Wednesday, March 18, 2020

Adapting to Summer Reboots

As published in The County Times (countytimes.somd.com)


By Ronald N. Guy Jr.

For parents, plans can change quickly.  At any moment, a fall could require a trip to the dentist, a sick call could come from school or daycare or a LEGO piece could “mysteriously” lodge in your kid’s nose.

I’ve lived them all.  The latter is worth sharing.

We were about to leave Ocean City.  I was hoofing it up to the condo to schlep more luggage to the car.  As I crested the last flight of stairs, my normally calm wife greeted me with an exasperated, “You’re not going to believe this.” 

Confronted with a parental fork in the road, I suddenly felt vulnerable, dizzy and cold.  So cold.  Her words came slowly.  After several seconds of mental buffering, I faced reality - our son had jammed a tiny LEGO piece waaay into his nostril. 

Long story short, after several hours at the emergency clinic, a magic, needle-nose plier looking device and a doctor’s steady hand, the foreign object was extracted and we were on our way. 
This will relate to sports in less than 500 words.  Promise.

Like most sports, the NBA’s narrative had, in descending order of importance, these four chapters: the playoffs, the regular season, the draft and the offseason.  That ranking has changed.  The regular season, with the contender-restricting concentration of talent, is excessively long and largely irrelevant.  The draft, in this one-and-done era, is hopelessly speculative.  And the once-almighty postseason – again, too few legitimate contenders - is anticlimactic until the conference finals. 

That leaves what now dominates the NBA’s storyline – the offseason and, more specifically, free agency.  Speculating about player movement and the next super-team now rules, not actual basketball.  My supporting evidence of brazen team-hopping was to include LeBron James’ Miami/Cleveland/Los Angeles tour and Kevin Durant’s Oklahoma City/Golden State/Brooklyn odyssey.  But then the ultimate, drop-the-mic data point happened mid-article - Kawhi Leonard not only left Toronto for the Los Angeles Clippers, but he compelled the Clippers and Oklahoma City to work a trade to score him an All-Star running mate in Paul George. 
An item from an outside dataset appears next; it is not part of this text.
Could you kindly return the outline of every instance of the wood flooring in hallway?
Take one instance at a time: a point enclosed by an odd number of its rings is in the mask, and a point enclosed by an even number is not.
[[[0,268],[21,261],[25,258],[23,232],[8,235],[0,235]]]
One dude – who’s on his third team in three years - held three teams and the NBA’s balance of power in his hands.      

I’m torn.  I fondly remember an age when, either through loyalty or structure, the NBA’s best remained in place for the majority, if not all, of their careers (Magic Johnson, Larry Bird and Michael Jordan, etc.).  The order was comfortable and consistent.  Players earned championships in their cities often after years of adversity and conquering vicious rivals.  Storybook stuff.
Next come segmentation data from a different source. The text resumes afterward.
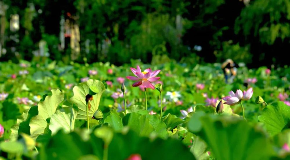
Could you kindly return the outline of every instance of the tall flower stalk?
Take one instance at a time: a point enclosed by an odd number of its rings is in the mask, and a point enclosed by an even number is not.
[[[159,119],[161,120],[161,117],[162,116],[162,110],[163,110],[163,107],[162,106],[162,93],[161,91],[162,90],[162,85],[160,83],[157,83],[155,85],[155,88],[157,91],[159,91],[160,93],[160,117],[159,117]]]

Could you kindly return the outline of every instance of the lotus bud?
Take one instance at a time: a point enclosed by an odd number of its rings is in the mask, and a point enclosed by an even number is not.
[[[157,90],[161,93],[162,90],[162,85],[161,83],[157,83],[155,85],[155,87]]]
[[[222,103],[222,101],[221,100],[220,103],[218,103],[215,108],[215,112],[217,113],[222,113],[223,112],[222,112],[223,109],[224,104]]]
[[[262,98],[261,96],[258,96],[257,97],[257,98],[256,98],[256,103],[258,104],[262,104],[262,103],[264,103],[265,102],[264,101],[264,100],[263,99],[263,98]]]
[[[124,82],[122,83],[122,86],[121,87],[121,91],[122,91],[123,92],[126,91],[126,87],[125,86],[125,85],[124,84]]]

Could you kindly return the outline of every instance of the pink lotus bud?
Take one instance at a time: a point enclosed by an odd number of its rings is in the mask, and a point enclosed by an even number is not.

That is all gone.  For players and teams, the new NBA is about glitzy locations, a foundation of compelling talent and financial flexibility.  Those ingredients cater to NBA’s real rulers – star players – and yield brief championship windows; then midnight strikes, the players scatter and teams regroup and hope to repeat (Cleveland, Miami, Golden State).

Today’s NBA is…just different.  Some of the change is good – more excitement (basketball articles in July!) and greater player freedom.  But the league’s summer reboots have cheapened championships.  James’s Miami rings and Durant’s Golden State rings just aren’t equivalent to those Isaiah Thomas and Jordan won with the Pistons and Bulls, respectively.  There was no process for James or Durant, no grind, no mountain climbed.  They were airlifted to the NBA’s summit.
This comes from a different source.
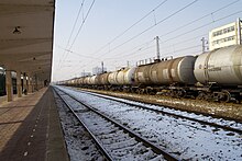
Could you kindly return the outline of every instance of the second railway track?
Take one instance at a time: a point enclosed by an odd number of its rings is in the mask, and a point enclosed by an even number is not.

That is unfortunate, but fault is unassignable.  Today’s stars are playing by today’s rules – on and off the court.  It’s similar to the increase in jobs a young worker today will have over the course of their careers.  The days of working 40 uninterrupted years for Company, Inc. are over.  That was another generation’s version of the workplace just as the NBA of my youth is another generation’s version of professional basketball. 

If there’s any hero or villain, it’s time.  Time passes and the world changes.  Or, as Pearl Jam once more directly wailed, “It’s evolution, baby”.  If Darwin was a fellow basketball fan, he would scold my resistance and encourage adaptation.  Ah yes, adaptation - a good skill for aging basketball fans, a better skill for life and the perfect skill for parents confronted with a rogue LEGO.